Genetische tests voor de ziekte van Alzheimer
Een bloedtest kan bepalen welke APOE-allelen een persoon heeft, maar de resultaten kunnen niet voorspellen wie de ziekte van Alzheimer wel of niet zal krijgen. Momenteel worden APOE-tests voornamelijk gebruikt in onderzoeksomgevingen om studiedeelnemers te identificeren die mogelijk een verhoogd risico hebben op het ontwikkelen van Alzheimer. Deze kennis helpt wetenschappers bij het zoeken naar vroege hersenveranderingen bij deelnemers en het vergelijken van de effectiviteit van mogelijke behandelingen voor mensen met verschillende APOE-profielen .
Genetische tests worden ook door artsen gebruikt om de diagnose van de vroege ziekte van Alzheimer te helpen stellen en om mensen met een sterke familiegeschiedenis van Alzheimer of een gerelateerde hersenziekte te testen.
Genetische tests voor APOE of andere genetische varianten kunnen de waarschijnlijkheid van een individu op het ontwikkelen van de ziekte van Alzheimer niet bepalen – precies welke risicofactorgenen een persoon heeft. Het is onwaarschijnlijk dat genetische tests ooit in staat zullen zijn om de ziekte met 100 procent nauwkeurigheid te voorspellen, denken onderzoekers, omdat te veel andere genen factoren kunnen de ontwikkeling en progressie beïnvloeden.
Sommige mensen leren hun APOE-status door genetische tests van consumenten of denken erover om deze k ind van de test. Ze willen misschien een arts of genetisch consulent raadplegen om dit type test en hun testresultaten beter te begrijpen. Algemene informatie over genetische tests is te vinden op:
- Genetische tests
- Wat is directe genetische tests voor consumenten?
- Een genetische test krijgen
- Veelgestelde vragen over genetische tests
Genetisch onderzoek van Alzheimer
Alles ontdekken wat we kunnen over de rol van de genetische risicos en beschermende factoren is een belangrijk onderzoeksgebied. NIA ondersteunt verschillende grote onderzoeksprogrammas voor genetica. Meer inzicht in de genetische basis van de ziekte zal onderzoekers helpen om:
- Een aantal basisvragen te beantwoorden – Wat zorgt ervoor dat het ziekteproces begint? Waarom ontwikkelen sommige mensen met geheugen- en andere denkproblemen de ziekte van Alzheimer en anderen niet?
- Bepaal hoe genetische risicos en beschermende factoren kunnen interageren met andere genen en levensstijl of omgevingsfactoren om het risico van Alzheimer bij om het even welke persoon.
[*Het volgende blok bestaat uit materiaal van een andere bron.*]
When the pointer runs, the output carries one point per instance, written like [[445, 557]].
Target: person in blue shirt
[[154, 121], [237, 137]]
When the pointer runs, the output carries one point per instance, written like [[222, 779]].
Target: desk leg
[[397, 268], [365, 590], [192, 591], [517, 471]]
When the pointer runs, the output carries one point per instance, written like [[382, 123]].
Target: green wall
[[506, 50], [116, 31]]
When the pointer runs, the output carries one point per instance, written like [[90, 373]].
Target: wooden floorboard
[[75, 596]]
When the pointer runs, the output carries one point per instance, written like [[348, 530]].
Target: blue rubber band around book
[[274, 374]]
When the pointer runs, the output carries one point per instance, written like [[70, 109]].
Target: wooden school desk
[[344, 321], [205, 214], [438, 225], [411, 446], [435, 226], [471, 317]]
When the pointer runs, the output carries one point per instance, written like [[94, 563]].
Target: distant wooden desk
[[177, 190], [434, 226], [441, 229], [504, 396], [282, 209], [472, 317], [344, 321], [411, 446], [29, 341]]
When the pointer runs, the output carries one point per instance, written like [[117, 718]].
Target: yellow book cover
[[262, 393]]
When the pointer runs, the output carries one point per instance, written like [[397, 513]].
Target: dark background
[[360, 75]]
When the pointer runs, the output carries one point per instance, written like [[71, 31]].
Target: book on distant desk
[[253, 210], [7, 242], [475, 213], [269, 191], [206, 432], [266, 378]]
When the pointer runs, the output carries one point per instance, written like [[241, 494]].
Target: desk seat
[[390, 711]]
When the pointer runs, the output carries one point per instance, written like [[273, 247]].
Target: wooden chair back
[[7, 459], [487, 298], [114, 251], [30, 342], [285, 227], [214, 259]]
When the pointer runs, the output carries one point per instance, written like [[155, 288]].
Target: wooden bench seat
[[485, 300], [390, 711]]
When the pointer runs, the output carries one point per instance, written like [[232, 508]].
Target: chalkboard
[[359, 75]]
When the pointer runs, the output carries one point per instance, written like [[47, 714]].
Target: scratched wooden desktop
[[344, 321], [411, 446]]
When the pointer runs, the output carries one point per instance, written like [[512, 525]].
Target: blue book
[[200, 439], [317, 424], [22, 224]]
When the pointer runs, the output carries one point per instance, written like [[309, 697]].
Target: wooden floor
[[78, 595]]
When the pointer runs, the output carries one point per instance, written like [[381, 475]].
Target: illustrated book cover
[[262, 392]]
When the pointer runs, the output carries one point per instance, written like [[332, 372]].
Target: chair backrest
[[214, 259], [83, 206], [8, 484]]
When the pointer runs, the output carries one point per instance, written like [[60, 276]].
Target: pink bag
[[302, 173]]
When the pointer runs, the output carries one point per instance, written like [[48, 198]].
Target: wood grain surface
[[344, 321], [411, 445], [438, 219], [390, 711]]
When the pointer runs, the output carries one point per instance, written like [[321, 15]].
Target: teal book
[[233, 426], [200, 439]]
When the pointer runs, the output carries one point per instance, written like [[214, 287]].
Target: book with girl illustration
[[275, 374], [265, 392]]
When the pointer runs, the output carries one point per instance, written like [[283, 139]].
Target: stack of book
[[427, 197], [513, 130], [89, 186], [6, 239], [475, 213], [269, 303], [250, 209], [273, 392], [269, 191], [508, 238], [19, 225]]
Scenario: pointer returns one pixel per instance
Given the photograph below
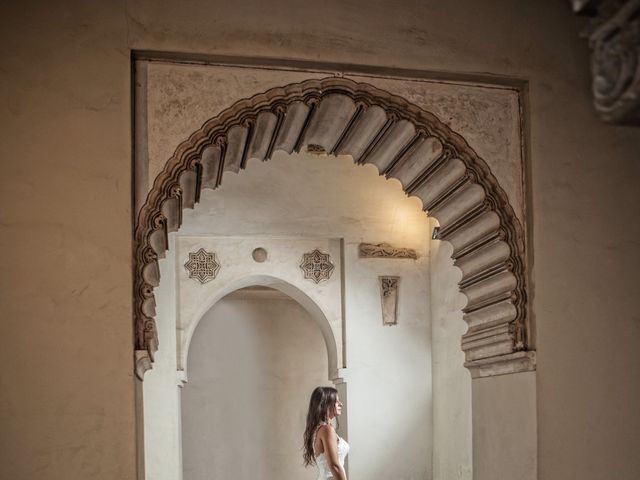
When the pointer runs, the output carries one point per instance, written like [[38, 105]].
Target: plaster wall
[[65, 179], [383, 367], [253, 362], [452, 409], [161, 388], [176, 99]]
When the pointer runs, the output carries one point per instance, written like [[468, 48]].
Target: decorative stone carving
[[259, 255], [384, 250], [435, 164], [317, 266], [614, 38], [389, 297], [202, 265]]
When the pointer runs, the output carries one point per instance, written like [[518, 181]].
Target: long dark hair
[[322, 403]]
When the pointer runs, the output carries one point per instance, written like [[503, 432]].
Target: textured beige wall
[[67, 388]]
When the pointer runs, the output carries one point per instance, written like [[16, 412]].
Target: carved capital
[[503, 364], [614, 38]]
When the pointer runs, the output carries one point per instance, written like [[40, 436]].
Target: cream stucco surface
[[253, 363], [380, 367], [67, 405]]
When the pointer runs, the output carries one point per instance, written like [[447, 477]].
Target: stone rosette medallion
[[202, 265], [317, 266]]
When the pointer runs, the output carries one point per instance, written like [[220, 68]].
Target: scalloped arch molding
[[339, 116]]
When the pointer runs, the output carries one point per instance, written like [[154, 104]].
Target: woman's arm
[[329, 439]]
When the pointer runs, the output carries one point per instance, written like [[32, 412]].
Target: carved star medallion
[[317, 266], [202, 265]]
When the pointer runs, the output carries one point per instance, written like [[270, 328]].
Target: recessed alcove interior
[[409, 396]]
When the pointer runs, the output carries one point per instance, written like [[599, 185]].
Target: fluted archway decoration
[[338, 116]]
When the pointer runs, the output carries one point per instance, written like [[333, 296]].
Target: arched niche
[[338, 116], [295, 293]]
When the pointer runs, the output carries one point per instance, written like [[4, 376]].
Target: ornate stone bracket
[[614, 38], [342, 117], [389, 298], [384, 250]]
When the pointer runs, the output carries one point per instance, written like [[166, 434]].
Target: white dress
[[324, 471]]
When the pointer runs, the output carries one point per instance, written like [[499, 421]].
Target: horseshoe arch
[[338, 116]]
- Identificeer mensen die een hoog risico lopen om Alzheimer te ontwikkelen, zodat ze zo snel mogelijk kunnen profiteren van nieuwe interventies en behandelingen.
- Verklaar verschillen in Alzheimer ziekterisico en bescherming bij raciale groepen en geslachten.
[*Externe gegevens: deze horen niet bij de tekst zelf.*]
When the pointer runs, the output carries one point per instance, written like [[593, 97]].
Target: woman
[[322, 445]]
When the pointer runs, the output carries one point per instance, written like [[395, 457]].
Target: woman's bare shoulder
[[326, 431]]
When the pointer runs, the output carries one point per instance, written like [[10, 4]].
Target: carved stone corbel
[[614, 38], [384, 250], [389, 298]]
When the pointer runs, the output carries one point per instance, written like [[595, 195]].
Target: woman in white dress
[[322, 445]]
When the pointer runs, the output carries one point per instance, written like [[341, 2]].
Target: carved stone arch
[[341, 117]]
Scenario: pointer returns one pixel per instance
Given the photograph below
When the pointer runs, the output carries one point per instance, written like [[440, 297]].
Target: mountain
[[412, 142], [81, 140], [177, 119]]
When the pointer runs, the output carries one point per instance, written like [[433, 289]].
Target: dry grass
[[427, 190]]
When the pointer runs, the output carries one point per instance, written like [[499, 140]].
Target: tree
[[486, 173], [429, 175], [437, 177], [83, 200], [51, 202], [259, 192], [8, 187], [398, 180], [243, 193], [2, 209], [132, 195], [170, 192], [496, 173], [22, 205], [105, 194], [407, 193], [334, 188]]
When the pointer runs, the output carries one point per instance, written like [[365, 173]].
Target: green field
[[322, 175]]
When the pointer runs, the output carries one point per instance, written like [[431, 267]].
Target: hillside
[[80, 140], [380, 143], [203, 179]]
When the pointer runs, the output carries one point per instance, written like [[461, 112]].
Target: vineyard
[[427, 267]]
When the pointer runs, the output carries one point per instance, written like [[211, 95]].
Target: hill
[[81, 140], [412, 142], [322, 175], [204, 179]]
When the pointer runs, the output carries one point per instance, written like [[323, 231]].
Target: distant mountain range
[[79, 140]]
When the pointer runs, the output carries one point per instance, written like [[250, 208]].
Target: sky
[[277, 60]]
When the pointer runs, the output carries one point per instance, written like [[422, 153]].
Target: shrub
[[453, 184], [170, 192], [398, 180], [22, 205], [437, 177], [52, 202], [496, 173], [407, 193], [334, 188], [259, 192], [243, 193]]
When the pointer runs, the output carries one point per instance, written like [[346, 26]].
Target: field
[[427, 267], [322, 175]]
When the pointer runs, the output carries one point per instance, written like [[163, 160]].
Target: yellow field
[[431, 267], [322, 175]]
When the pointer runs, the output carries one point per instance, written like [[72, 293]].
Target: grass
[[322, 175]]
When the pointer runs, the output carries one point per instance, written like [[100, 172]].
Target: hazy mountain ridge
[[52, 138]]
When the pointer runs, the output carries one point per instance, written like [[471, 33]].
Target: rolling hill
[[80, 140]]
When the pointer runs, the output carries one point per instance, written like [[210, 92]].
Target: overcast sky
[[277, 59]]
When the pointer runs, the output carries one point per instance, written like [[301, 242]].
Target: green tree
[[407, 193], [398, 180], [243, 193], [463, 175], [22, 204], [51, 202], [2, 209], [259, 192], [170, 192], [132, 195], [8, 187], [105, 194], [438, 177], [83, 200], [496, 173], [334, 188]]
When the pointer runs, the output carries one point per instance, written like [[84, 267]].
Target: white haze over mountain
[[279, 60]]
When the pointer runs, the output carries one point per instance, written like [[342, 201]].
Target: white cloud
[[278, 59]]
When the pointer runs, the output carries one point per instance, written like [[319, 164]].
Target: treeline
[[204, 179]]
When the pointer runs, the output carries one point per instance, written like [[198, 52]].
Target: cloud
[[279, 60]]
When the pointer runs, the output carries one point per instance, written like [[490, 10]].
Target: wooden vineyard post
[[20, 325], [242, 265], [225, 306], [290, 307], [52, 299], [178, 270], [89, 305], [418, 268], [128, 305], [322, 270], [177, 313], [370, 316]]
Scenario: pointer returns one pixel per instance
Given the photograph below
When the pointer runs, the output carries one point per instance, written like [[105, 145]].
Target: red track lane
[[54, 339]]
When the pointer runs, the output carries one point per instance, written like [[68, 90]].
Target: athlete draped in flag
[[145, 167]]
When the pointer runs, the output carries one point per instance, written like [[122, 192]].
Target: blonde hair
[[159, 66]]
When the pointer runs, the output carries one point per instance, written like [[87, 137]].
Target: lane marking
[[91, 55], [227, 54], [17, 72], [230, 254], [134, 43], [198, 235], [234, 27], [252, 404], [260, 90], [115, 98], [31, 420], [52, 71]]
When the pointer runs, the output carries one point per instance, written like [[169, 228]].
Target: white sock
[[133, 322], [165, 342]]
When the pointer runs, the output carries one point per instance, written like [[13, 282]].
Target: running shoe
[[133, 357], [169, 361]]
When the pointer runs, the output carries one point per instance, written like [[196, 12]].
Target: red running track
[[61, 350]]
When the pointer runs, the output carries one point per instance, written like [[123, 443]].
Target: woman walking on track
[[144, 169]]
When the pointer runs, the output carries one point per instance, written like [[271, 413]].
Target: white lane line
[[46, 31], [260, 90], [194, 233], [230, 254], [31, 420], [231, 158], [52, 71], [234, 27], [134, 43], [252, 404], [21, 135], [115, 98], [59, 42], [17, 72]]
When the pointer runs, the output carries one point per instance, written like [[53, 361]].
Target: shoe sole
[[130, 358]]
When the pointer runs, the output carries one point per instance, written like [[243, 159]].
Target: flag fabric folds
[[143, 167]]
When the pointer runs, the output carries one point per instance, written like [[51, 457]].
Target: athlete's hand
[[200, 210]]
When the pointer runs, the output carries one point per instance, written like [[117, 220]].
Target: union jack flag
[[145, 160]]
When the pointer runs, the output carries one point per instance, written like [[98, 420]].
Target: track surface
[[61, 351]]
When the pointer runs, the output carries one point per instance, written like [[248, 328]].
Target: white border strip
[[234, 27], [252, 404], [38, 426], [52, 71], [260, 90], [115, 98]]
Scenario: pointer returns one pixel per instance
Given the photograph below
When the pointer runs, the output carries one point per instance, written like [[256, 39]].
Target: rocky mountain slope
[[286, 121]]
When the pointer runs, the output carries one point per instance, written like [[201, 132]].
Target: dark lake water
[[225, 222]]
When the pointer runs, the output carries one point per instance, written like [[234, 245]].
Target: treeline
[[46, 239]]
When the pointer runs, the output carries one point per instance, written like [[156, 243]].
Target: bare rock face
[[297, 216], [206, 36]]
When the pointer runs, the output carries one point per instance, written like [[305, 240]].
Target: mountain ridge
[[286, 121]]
- Focus op nieuwe preventie- en behandelingsbenaderingen
Voor meer informatie over de ziekte van Alzheimer Genetica
NIA Alzheimers and Related Dementias Education and Referral Center (ADEAR)
800-438-4380 (gratis)
Het ADEAR Center van het National Institute on Aging biedt informatie en gratis afdrukken publicaties over de ziekte van Alzheimer en aanverwante vormen van dementie voor gezinnen, zorgverleners en gezondheidswerkers .. Personeel van het ADEAR Centrum beantwoord telefoon-, e-mail- en schriftelijke verzoeken en verwijs naar lokale en nationale bronnen.
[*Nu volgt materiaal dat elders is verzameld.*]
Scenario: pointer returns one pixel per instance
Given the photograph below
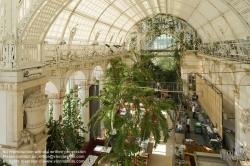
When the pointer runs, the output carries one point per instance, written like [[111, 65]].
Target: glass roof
[[214, 20]]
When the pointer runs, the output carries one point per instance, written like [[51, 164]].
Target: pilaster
[[9, 35], [57, 103], [86, 113]]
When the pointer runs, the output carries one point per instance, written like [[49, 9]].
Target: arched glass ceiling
[[214, 20]]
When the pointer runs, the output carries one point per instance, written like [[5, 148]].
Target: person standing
[[188, 124], [193, 110]]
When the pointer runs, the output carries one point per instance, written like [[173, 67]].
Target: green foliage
[[3, 163], [130, 84], [68, 134]]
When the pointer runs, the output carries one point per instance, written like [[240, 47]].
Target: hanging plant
[[129, 88]]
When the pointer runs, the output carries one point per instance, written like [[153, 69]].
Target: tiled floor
[[162, 155]]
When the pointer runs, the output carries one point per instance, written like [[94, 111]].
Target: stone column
[[9, 34], [11, 116], [57, 103], [86, 113], [139, 37], [57, 107]]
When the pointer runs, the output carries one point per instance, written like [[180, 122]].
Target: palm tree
[[129, 88]]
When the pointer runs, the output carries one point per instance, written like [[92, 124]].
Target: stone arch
[[51, 87], [75, 77]]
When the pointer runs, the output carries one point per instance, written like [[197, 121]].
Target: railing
[[63, 54]]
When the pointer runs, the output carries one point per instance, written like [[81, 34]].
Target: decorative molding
[[8, 86], [210, 73], [35, 106], [236, 91], [53, 73], [33, 72], [216, 62], [247, 71], [26, 137], [219, 79], [53, 95], [245, 117]]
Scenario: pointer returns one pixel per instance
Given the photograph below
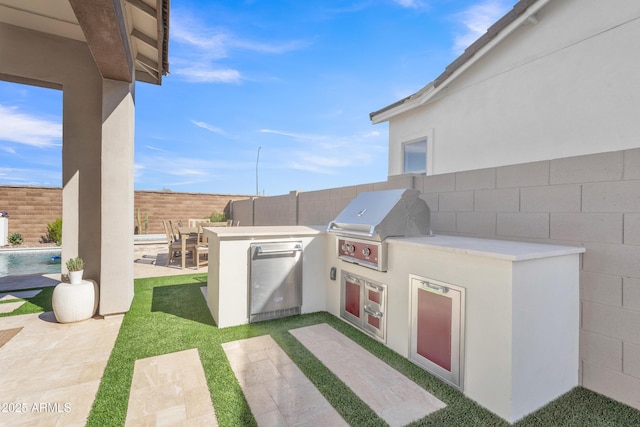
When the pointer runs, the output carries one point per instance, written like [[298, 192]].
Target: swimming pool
[[29, 261]]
National Human Genome Research Institute
National Center for Biotechnology Information
National Library of Medicine
Deze inhoud wordt geleverd door het NIH National Institute on Aging (NIA). NIA-wetenschappers en andere experts beoordelen deze inhoud om ervoor te zorgen dat deze nauwkeurig en up-to-date is.